7. Betreffende de (aanvankelijk reconventionele) vordering van [appellant] van € 219,06 zal het hof een comparitie van partijen bevelen. In afwachting van die comparitie houdt het hof iedere verdere beslissing aan. Gelet op het minimale financiele belang van de comparitie geeft het hof partijen nadrukkelijk in overweging op basis van het vorenstaande een minndelijke regeling te treffen ten einde verdere kosten te voorkomen.

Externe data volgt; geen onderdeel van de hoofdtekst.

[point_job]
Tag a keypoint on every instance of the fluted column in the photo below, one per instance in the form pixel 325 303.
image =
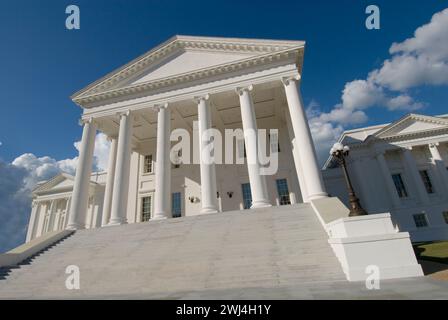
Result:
pixel 82 179
pixel 208 171
pixel 439 164
pixel 33 221
pixel 257 181
pixel 412 169
pixel 122 170
pixel 308 160
pixel 163 165
pixel 296 157
pixel 107 204
pixel 387 176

alvorens verder te beslissen:
beveelt een verschijning van partijen in persoon, desgewenst vergezeld van hun raadslieden - tot het geven van inlichtingen en het beproeven van een schikking;
bepaalt dat deze verschijning van partijen zal worden gehouden in het Paleis van Justitie, Wilhelminaplein 1 te Leeuwarden, op een nog nader te bepalen dag en uur voor mr. G. van Rijssen, hiertoe benoemd tot raadsheer commissaris;
verwijst de zaak naar de rolzitting van 27 maart 2012 voor opgave van de verhinderdata van partijen zelf en – zonodig – van hun raadslieden voor de periode van drie maanden na bovengenoemde rolzitting, waarna de raadsheer-commissaris dag en uur van de verschijning zal vaststellen;
verstaat, voor het geval één van partijen zich tijdens vorenbedoelde comparitie wenst te beroepen op de inhoud van schriftelijke bescheiden, dat deze bescheiden ter comparitie bij akte in het geding moeten worden gebracht, alsmede dat een kopie van die akte uiterlijk veertien dagen voor de datum van de comparitie moeten worden gezonden aan de griffie van het hof en aan de wederpartij;
verstaat dat de advocaat van [appellant] uiterlijk twee weken voor de verschijning zal plaatsvinden een kopie van het volledige procesdossier ter griffie van het hof doet bezorgen, bij gebreke waarvan de advocaat van [geïntimeerden] alsnog de gelegenheid heeft uiterlijk één week voor de vastgestelde datum een kopie van de processtukken over te leggen.
Aldus gewezen door mrs. L. Janse, M.M.A. Wind en G. van Rijssen en uitgesproken door de rolraadsheer ter openbare terechtzitting van dit hof van dinsdag 28 februari 2012 in bijzijn van de griffier.